As all lending institutions believe CIBIL reports to be sacrosanct, they heavily depend on CIRs and Credit Scores of CIBIL. If adverse remarks are found or the credit score is less, they straightaway reject your loan application.

Even if loan-sanctioning authorities inform you about the adverse remarks, you will have no time to rectify the mistakes and stand to lose heavily.

It is found that because of wrong credit information supplied to CIBIL by its members (lending institutions), many loan aspirants have suffered badly as their applications were rejected.

Kept on hold

There are many instances where people had applied for home loans and auto loans but their applications were kept on hold by banks and HFCs as the CIBIL report was showing long-pending overdues from credit card and personal loan accounts.

Such applicants were suggested to pay off the overdues and bring a ‘no dues' certificate from respective lenders.
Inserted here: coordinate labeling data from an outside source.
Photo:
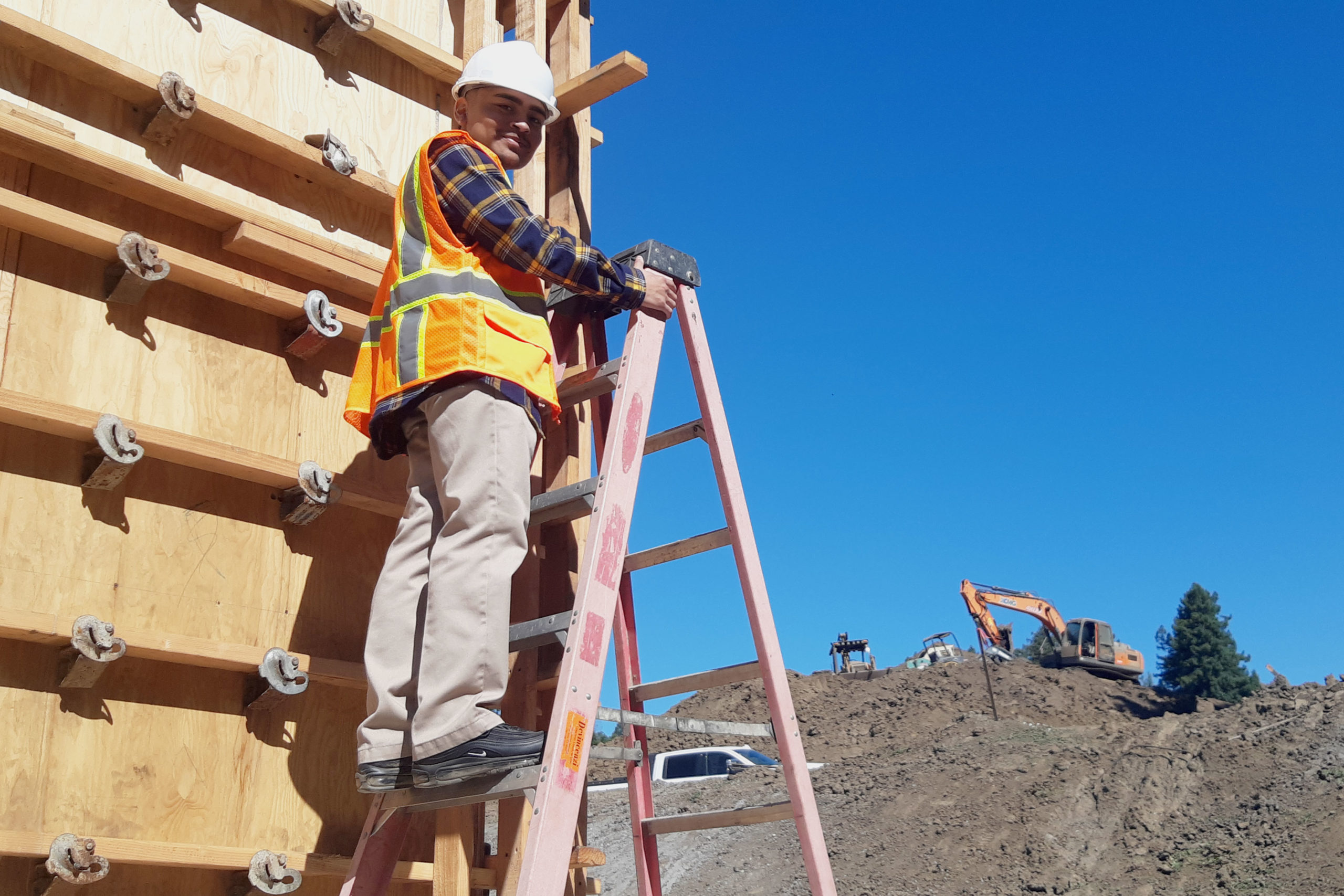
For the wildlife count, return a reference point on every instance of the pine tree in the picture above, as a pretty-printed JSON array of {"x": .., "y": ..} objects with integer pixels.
[
  {"x": 1040, "y": 647},
  {"x": 1199, "y": 656}
]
If the overdues shown in CIBIL report were incorrect, the applicant was supposed to approach the respective lender and get the things rectified.

Since this process could take months together, such applicants were forced to pay-off overdues/disputed amounts, illegally demanded by the lenders, so as to get the home loan or auto loan.

Hence it is advisable to have your credit score much before deciding to go for any credit facility. If mistakes are found, you will have time to contact the respective lenders and get the mistakes rectified.

Once you have your CIR and Credit Score in hand, you know where you stand. Once you have a positive CIR and a decent score, you are sure your loan application will not be rejected on account of adverse remarks from CIBIL. If you have a high score, say 800 and above, lenders will approve your loan faster with much lesser formalities.

If you have excellent score, say 850 and above, you would be in a position to seek higher amount of loan with lesser formalities and at much lesser interest rates, compared to interest rate charged to normal borrowers.